Saturday, April 28, 2018

Days 283-299: Celebration and Sadness

Today is the day before LOML and I get married.  It has been a frenzy of activity leading up to today.  There has been some stress.  Family dynamics are always interesting when you add stress to the mix.  I am trying to stay calm, and I am trying to get excited.  I know this is monumental and a wonderful event in LOML's and my life.  I just hate that I'm stressing out about everyone else behaving.  I need to just let it go and enjoy each moment as it comes.  Tonight is the rehearsal. Tomorrow is the wedding.  I wish, sometimes, that it was just LOML and me.  I know the family is excited to be involved.  I need to get some of that energy!

I also can't believe that I will be at the two month mark for the end of fellowship the day after the wedding.  

Unfortunately, some of the excitement is tempered by the loss of my grandpa Jack.  He had been suffering from dementia for several years now.  I am glad he is no longer suffering.  I have not had time to fully process the loss, and likely won't until after the wedding and honeymoon.  I will be able to go to the funeral and am glad that we can remember him for the good times.

Wednesday, April 11, 2018

Days 265-282: Humbled

Today during debriefing, the facilitator made a profound comment.  He said, "the healthcare providers with the highest emotional intelligence hold a double-edged sword.  They have the highest work satisfaction and are the most likely to have severe/catastrophic burnout.  It's the difference between PTSD and PTS growth."  This came after my presentation of a really tough situation I've been managing (almost completely on my own) since Monday.

Before we go there, the facilitator is amazing.  He is joining the palliative care team in May that I will be joining in August.  He is a surgeon from a former life, converted to palliative care, and also has his MDiv.  He is an incredibly positive person, and is good at instilling confidence in the people he works with.  I almost want him on my mentor team just for the continued confidence boost I would get.

At any rate, I have had a really difficult case that I picked up on Monday.  The family requested transitioning to a focus on comfort.  The caregiver that had been living with the patient for the last year was concerned that the family was forcing the patient into an earlier death than she would have naturally had.  The anxiety levels and lack of sleep led to an incredibly frustrating night and early morning for them on Tuesday, which resulted in me being blamed for the situation because I had not put in enough medication to manage the patient (despite the fact that I am in training, and should have someone to double check my orders as part of education to provide feedback).  I felt terrible because I felt like I had let the patient, the family, and the team down by not asking for recommendations on medication management.  We got the patient on a PCA which significantly helped her pain and the family's anxiety, along with my staying with them to observe what she was doing that was concerning and provide guidance on what to look for.

This morning, the patient was more alert and comfortable.  Her caregiver was in a better place.  And then the surgeon came in upset that this had transpired, and didn't understand why the family had been allowed to do this.  This got the caregiver riled up again about how things were moving too fast, and the children were forcing her death too early.  I was brought into the meeting between the surgeon and the daughters.  The daughters explained their position.  The surgeon backed down and apologized, and then continued to pour his heart out.  He reported his stress over whether the surgery should have even happened.  He felt such remorse, and was looking to the grieving family to help him work through his existential crisis about his career as a surgeon.  It turned out he had several recent surgeries that had ended similarly.

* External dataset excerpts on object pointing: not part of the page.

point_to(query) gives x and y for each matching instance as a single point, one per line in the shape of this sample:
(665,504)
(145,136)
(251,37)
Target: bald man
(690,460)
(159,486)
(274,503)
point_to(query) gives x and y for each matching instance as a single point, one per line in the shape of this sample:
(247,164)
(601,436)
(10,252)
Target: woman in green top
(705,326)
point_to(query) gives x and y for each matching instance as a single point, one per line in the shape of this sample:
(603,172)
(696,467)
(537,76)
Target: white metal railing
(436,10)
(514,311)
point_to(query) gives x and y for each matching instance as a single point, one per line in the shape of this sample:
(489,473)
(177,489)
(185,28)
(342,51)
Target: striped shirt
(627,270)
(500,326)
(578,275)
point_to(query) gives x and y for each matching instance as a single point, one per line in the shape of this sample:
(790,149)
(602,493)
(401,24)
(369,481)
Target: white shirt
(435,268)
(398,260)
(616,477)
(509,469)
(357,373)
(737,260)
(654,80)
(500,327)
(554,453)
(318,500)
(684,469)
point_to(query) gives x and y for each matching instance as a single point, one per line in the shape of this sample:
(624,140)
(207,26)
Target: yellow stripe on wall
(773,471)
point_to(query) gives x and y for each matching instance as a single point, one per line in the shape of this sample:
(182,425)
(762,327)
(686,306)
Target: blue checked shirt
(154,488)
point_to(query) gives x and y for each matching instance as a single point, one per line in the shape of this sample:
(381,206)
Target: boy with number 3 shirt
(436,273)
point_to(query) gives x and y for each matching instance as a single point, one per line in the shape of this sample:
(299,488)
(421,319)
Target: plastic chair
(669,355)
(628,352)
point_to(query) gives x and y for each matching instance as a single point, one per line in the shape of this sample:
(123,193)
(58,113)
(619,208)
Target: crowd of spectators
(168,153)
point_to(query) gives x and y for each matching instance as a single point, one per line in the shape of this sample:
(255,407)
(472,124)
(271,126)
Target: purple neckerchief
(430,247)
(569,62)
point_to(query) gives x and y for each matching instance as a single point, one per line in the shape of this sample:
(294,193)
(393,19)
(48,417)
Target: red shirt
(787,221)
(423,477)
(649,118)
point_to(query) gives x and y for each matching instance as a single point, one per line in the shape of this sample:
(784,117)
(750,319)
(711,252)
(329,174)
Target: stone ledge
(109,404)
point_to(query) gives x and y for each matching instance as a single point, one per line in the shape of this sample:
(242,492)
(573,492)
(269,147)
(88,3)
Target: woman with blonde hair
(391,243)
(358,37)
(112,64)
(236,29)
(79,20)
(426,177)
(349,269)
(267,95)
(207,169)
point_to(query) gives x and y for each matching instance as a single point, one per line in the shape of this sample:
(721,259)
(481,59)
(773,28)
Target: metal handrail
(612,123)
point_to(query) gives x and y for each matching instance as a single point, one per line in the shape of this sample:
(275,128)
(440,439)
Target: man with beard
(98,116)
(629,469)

The facilitator was able to note that for many surgeons, their excellence in their career was intimately tied to their identity.  The second was that I was looked on as the expert in communication, and was needed to validate the emotions in the room while delicately moving the focus forward to future care.  The facilitator was in awe at the amount of genuine care I had for the patient, her family, and the surgeon.  Despite my frustration in the room, I was able to step back afterward and see the situation for what it was.  I now have the chance to hopefully reach out and try to support a colleague who is going into a tail spin and looking for someone to provide a parachute.  I hope I have the strength to do what needs to be done to acknowledge the surgeons suffering.  I hope I can see when I reach a point where I might end up in a tail spin and know how to reach out to my colleagues for that parachute rather than the patients and families who are already in their own grieving process.